The global Bioprocess Validation Market is estimated to be valued at US$ 356.8 Mn or Mn in 2023 and is expected to exhibit a CAGR of 11.% over the forecast period 2023 to 2030, as highlighted in a new report published by Coherent Market Insights.
Market Overview:
Bioprocess validation involves testing and documentation to ensure that processes used in bioprocessing produce the intended results consistently and reliably. It is essential for developing and producing biological products like monoclonal antibodies, recombinant proteins, vaccines etc used in the pharmaceutical and biotechnology industry.
Market key trends:
Growing demand for vaccine and monoclonal antibodies has boosted demand for bioprocess validation. The COVID-19 pandemic further accelerated regulatory approvals and investments in bioprocessing. Regulatory agencies like FDA emphasize on process validation for biologics which is driving increased adoption. Advances in technologies like single-use bioreactors, biosensors and digital tools are helping reduce costs and streamline validation procedures. However, high capital requirements and long duration of validation studies continue to remain challenges.
Market key trends:
The bioprocess validation market has been witnessing significant growth over the past few years. One of the key trends driving the market growth is the increasing adoption of single-use bioprocessing systems by biopharmaceutical manufacturing facilities. Single-use bioprocessing offers advantages such as lower capital costs, easier scalability, and reduced risks of cross-contamination. Along with this, the streamlining of bioprocess validation documentation has also gained prominence as it helps improve operational efficiencies. Pharmaceutical companies are focusing on leveraging digital technologies like electronic data management systems and cloud computing solutions to streamline validation documentation processes.
SWOT Analysis
Strength: Growing biopharmaceutical industry driving the demand for validation services.

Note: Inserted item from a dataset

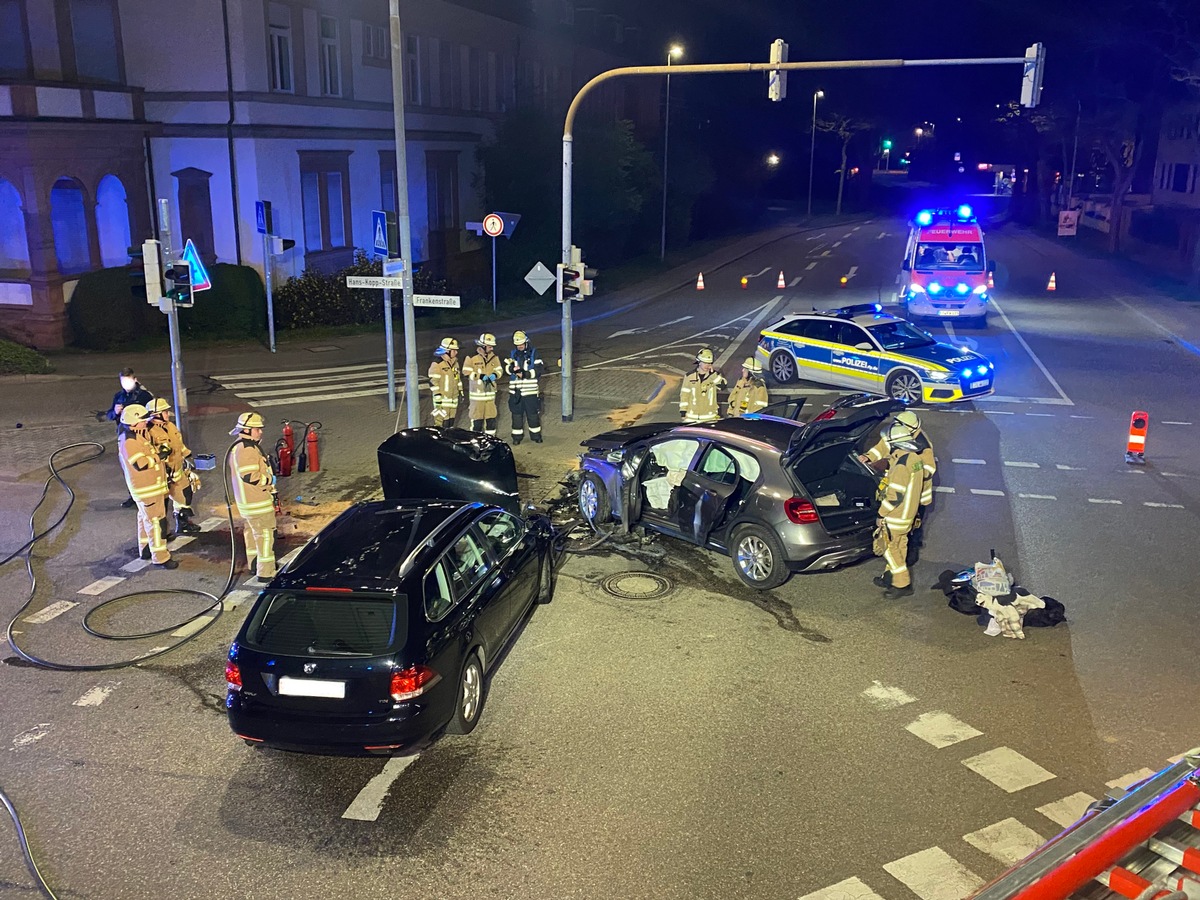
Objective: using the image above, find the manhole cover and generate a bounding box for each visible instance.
[600,572,674,600]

Weakness: High costs associated with validation processes.
Opportunity: Emerging markets in Asia Pacific expected to present lucrative growth opportunities.

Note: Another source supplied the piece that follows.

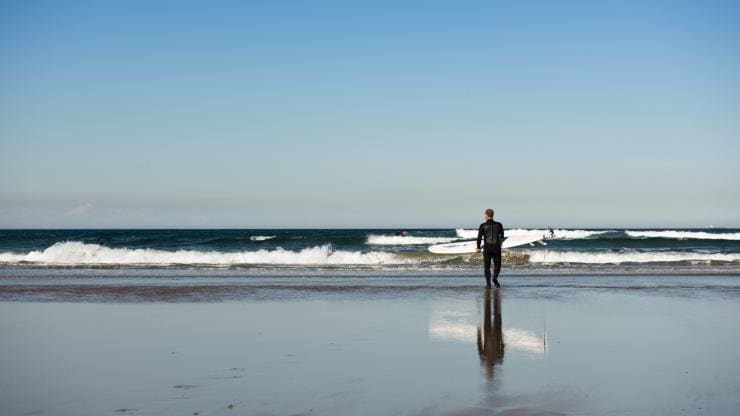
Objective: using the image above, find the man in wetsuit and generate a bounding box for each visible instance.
[475,208,504,287]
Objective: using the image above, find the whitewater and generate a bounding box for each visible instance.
[0,227,740,273]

Threats: Stringent regulatory requirements for validation protocols pose challenges.
Key Takeaways
The Global Bioprocess Validation Market Size is expected to reach US$ 356.8 Mn in 2023, exhibiting a CAGR of 11% over the forecast period. The growth is attributed to increasing demand for biologics and monoclonal antibodies for treating various diseases.
Regional analysis: North America currently dominates the global market and is expected to continue its dominance over the forecast period. This is attributed to well-established biopharmaceutical industry, strong presence of major players and stringent regulatory framework in the region. Asia Pacific is expected to register fastest growth during the analysis period supported by expansion of biopharmaceutical facilities, streamlined validation processes and rising generics market in emerging economies like China and India.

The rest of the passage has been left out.